I'm writing a lexer and parser in ocamllex and ocamlyacc as follows. function_name
and table_name
are same regular expression, i.e., a string containing only english alphabets. The only way to determine if a string is function_name
or table_name
is to check its surroundings. For example, if such a string is surrounded by [
and ]
, then we know that it is a table_name
. Here is the current code:
In lexer.mll
,
... ...
let function_name = ['a'-'z' 'A'-'Z']+
let table_name = ['a'-'z' 'A'-'Z']+
rule token = parse
| function_name as s { FUNCTIONNAME s }
| table_name as s { TABLENAME s }
... ...
In parser.mly
:
... ...
main:
| LBRACKET TABLENAME RBRACKET { Table $2 }
... ...
As I wrote | function_name as s { FUNCTIONNAME s }
before | table_name as s { TABLENAME s }
, the above code failed to parse [haha]
; it firstly considered haha
as a function_name
in the lexer, then it could not find any corresponding rule for it in the parser.
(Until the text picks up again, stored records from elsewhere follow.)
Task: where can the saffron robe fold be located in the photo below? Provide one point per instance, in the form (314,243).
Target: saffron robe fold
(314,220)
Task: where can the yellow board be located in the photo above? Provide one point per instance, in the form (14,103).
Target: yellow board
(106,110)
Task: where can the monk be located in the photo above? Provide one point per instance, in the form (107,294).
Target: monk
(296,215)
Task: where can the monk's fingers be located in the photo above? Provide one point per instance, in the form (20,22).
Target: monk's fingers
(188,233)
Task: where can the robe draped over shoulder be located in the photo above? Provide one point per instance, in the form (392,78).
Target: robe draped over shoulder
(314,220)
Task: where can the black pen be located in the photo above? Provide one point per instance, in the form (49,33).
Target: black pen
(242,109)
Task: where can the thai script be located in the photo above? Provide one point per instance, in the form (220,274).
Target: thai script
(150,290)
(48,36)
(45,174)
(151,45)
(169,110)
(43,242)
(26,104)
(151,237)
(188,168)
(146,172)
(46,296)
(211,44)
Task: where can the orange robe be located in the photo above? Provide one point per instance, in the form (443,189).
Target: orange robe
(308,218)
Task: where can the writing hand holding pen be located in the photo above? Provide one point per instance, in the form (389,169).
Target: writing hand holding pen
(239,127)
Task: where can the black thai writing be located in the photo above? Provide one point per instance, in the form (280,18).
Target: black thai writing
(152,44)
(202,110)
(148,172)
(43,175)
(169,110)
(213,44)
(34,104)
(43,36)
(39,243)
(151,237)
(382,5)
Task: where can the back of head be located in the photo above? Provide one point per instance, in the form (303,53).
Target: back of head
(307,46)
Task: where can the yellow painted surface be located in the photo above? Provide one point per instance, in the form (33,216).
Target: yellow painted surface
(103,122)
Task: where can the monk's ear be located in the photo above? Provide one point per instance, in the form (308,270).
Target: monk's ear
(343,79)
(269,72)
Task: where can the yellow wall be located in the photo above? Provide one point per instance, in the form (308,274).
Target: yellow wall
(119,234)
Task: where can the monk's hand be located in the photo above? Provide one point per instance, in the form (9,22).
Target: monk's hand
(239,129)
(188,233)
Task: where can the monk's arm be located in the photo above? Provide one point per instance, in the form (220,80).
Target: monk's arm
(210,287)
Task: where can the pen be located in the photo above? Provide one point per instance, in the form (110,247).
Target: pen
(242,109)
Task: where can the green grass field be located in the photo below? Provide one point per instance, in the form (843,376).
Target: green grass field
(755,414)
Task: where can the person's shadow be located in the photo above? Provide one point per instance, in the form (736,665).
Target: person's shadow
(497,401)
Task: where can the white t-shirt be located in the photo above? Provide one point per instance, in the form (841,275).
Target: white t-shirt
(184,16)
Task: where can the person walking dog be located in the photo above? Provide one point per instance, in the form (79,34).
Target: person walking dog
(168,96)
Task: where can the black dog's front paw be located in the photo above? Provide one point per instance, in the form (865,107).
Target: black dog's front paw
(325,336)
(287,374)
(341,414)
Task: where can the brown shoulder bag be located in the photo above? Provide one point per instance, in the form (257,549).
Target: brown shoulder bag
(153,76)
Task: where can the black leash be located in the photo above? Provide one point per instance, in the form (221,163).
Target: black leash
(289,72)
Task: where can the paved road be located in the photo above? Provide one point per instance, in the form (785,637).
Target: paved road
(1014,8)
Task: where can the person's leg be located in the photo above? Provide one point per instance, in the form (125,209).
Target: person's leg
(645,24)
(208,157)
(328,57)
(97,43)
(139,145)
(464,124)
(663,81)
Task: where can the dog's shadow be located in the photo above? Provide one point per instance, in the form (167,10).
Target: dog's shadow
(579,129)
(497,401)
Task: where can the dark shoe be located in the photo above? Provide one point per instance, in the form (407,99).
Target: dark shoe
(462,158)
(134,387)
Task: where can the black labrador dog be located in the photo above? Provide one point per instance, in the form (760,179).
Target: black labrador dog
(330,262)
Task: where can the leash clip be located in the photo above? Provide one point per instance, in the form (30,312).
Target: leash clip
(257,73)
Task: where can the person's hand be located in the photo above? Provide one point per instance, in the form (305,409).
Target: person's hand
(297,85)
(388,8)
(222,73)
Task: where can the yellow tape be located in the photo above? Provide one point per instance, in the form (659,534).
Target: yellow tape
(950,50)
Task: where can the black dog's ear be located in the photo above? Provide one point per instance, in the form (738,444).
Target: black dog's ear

If it could consider haha
as a table_name
in the lexer, it would match [haha]
as a table in the parser.
One workaround for this is to be more precise in the lexer. For example, we define let table_name_with_brackets = '[' ['a'-'z' 'A'-'Z']+ ']'
and | table_name_with_brackets as s { TABLENAMEWITHBRACKETS s }
in the lexer. But, I would like to know if there is any other options. Is it not possible to make lexer and parser work together to determine the tokens and the reduction?